Real-world examples this maps to

  • Per-plan API limits (Free/Basic/Premium tiers) — one token_bucket limiter, key_func reads the plan's capacity/refill_rate per customer.
  • Login brute-force protectionsliding_window, limit=5, window_seconds=60, keyed by username or IP.
  • OTP abuse preventionsliding_window, limit=3, window_seconds=600, keyed by phone number.
  • Protecting a paid upstream API (OpenAI, an internal Jira/GitLab API, etc.) — a token_bucket sized to the upstream's own published limit, so your service degrades gracefully instead of getting throttled upstream.
  • Multi-tenant SaaS — one limiter instance per tenant tier, backed by RedisBackend so the limit holds across all your app instances.
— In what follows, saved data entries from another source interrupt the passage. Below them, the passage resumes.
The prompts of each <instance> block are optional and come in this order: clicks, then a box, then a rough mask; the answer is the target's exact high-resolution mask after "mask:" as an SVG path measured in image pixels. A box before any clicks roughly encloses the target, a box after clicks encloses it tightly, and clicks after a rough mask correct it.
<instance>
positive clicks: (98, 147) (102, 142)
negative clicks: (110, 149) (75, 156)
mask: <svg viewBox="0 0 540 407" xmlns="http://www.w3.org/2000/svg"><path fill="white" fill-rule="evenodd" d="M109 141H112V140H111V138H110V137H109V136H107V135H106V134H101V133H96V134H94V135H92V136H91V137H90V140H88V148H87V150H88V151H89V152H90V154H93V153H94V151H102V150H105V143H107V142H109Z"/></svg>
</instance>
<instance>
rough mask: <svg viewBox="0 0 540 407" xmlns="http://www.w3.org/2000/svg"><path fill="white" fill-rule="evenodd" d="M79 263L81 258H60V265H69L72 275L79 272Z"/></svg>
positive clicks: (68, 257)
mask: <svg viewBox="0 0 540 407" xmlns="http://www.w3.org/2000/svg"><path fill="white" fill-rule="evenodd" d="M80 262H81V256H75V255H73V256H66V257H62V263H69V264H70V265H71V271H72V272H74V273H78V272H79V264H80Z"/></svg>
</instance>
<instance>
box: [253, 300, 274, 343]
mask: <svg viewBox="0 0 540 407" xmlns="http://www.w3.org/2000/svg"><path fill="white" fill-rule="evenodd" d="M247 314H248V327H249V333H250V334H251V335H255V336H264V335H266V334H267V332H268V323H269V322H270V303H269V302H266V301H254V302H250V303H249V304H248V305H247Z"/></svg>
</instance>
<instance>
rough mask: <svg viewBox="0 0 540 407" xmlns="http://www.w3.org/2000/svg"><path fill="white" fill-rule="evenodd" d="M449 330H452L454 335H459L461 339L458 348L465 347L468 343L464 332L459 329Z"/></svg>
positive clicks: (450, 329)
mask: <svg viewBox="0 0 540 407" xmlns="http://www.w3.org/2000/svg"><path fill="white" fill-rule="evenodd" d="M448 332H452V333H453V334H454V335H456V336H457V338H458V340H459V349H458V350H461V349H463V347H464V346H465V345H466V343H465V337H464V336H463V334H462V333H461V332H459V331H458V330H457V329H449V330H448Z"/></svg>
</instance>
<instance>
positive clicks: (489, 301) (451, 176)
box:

API reference (short version)

create_limiter(algorithm, backend=None, **config) -> TokenBucketLimiter | SlidingWindowLimiter

limiter.check(key, cost=1.0) -> RateLimitResult      # sync, never raises
limiter.acheck(key, cost=1.0) -> RateLimitResult      # async, never raises
limiter.allow(key, cost=1.0) -> bool
limiter.aallow(key, cost=1.0) -> bool
limiter.enforce(key, cost=1.0) -> RateLimitResult     # raises RateLimitExceeded if denied
limiter.aenforce(key, cost=1.0) -> RateLimitResult

rate_limited(limiter, key=None, cost=1.0)             # decorator, sync + async functions

MemoryBackend(shards=64)                              # single-process, thread-safe
RedisBackend(url=..., key_prefix="ratekeeper_toolkit:", ttl_seconds=86400)  # multi-process, atomic

RateLimitMiddleware(app, limiter, key_func=None, cost=1.0)  # FastAPI/Starlette

Development

git clone <your fork>
cd ratekeeper_toolkit
pip install -e ".[dev]"
pytest tests/ -v
python loadtest/load_test.py --concurrency 200 --requests 20000

See PUBLISHING.md if you're maintaining this package and need to cut a release.